O extrato usado nos comprimidos viaja pelo mundo antes de chegar às prateleiras das farmácias. Em geral, as árvores são cultivadas na região de Bordeaux, na França, e na Carolina do Sul, nos Estados Unidos — tidas como as mais adequadas para o cultivo da planta. Depois de colhidas, as folhas são enviadas à Irlanda para serem extraídas. Em seguida a matéria-prima é exportada para vários países (o Brasil é um deles) onde os comprimidos são feitos e embalados.


DÁ PARA CONFIAR?
Nas farmácias brasileiras, os comprimidos de extrato de ginkgo vendidos só com receita médica competem com cápsulas de pó moído e folhas, em embalagens expostas nas prateleiras ao alcance do consumidor.

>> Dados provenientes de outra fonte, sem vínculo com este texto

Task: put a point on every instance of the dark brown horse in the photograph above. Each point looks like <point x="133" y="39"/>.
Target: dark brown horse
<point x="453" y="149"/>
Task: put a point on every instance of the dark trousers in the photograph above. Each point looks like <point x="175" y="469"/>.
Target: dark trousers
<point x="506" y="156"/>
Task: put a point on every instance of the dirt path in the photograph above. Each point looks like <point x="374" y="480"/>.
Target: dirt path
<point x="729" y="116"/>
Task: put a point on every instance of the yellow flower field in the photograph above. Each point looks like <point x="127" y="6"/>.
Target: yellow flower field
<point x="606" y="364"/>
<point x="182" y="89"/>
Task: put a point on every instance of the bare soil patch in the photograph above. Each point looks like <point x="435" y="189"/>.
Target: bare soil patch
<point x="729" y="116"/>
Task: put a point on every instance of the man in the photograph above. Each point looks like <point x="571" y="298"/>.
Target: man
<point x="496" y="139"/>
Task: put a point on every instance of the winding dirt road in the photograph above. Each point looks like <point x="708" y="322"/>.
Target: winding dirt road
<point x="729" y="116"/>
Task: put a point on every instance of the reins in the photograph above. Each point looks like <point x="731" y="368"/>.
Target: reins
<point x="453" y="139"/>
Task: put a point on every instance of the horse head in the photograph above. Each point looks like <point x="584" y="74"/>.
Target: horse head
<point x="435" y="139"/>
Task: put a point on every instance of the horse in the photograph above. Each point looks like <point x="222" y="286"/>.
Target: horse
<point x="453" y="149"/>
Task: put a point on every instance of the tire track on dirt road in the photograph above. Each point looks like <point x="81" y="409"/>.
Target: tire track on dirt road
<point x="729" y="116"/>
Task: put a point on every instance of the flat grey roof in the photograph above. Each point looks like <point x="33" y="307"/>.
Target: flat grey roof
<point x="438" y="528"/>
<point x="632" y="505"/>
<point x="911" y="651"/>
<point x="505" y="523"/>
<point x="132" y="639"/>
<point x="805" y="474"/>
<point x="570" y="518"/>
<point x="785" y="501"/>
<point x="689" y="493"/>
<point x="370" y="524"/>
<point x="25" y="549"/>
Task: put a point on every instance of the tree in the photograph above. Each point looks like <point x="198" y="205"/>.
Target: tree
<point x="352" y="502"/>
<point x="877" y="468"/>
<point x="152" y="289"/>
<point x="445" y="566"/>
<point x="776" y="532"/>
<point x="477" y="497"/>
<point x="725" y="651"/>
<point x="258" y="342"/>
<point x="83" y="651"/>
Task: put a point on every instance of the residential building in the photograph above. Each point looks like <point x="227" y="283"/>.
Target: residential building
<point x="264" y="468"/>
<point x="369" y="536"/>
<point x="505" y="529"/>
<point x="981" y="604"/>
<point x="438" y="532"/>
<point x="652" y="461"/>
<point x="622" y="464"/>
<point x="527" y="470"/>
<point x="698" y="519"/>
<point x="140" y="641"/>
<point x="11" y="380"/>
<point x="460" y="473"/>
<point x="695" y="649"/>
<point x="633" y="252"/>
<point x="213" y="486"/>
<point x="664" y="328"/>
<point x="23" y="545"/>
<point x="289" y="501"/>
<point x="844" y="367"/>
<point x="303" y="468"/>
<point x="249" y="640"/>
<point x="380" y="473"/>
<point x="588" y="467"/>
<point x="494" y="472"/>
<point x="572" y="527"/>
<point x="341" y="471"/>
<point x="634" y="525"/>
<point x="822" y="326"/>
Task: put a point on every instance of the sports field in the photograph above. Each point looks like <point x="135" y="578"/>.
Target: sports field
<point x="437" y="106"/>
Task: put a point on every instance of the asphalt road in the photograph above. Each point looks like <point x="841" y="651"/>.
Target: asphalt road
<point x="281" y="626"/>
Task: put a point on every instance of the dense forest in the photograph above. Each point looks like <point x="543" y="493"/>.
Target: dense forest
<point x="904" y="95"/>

Muita gente relata efeitos benéficos advindos dessas fórmulas alternativas. Mas seriam elas tão eficazes quanto os comprimidos? A resposta é não. Pesquisadores da UFSC fizeram testes para saber quanto tem de componentes do extrato EGb 761 nessas cápsulas e nas folhas da planta. Conclusão: para obter a mesma quantidade de um único comprimido de 120 mg seriam necessárias 20 cápsulas de 200 mg de pó moído. Quanto ao chá, a eficácia depende da qualidade da matéria-prima. "Mas seria preciso ingerir grande quantidade, já que os teores das substâncias ativas no chá caseiro são baixos", afirma Cláudia Simões, autora do trabalho e pesquisadora da UFSC. "A proporção ideal só é obtida com os extratos secos padronizados."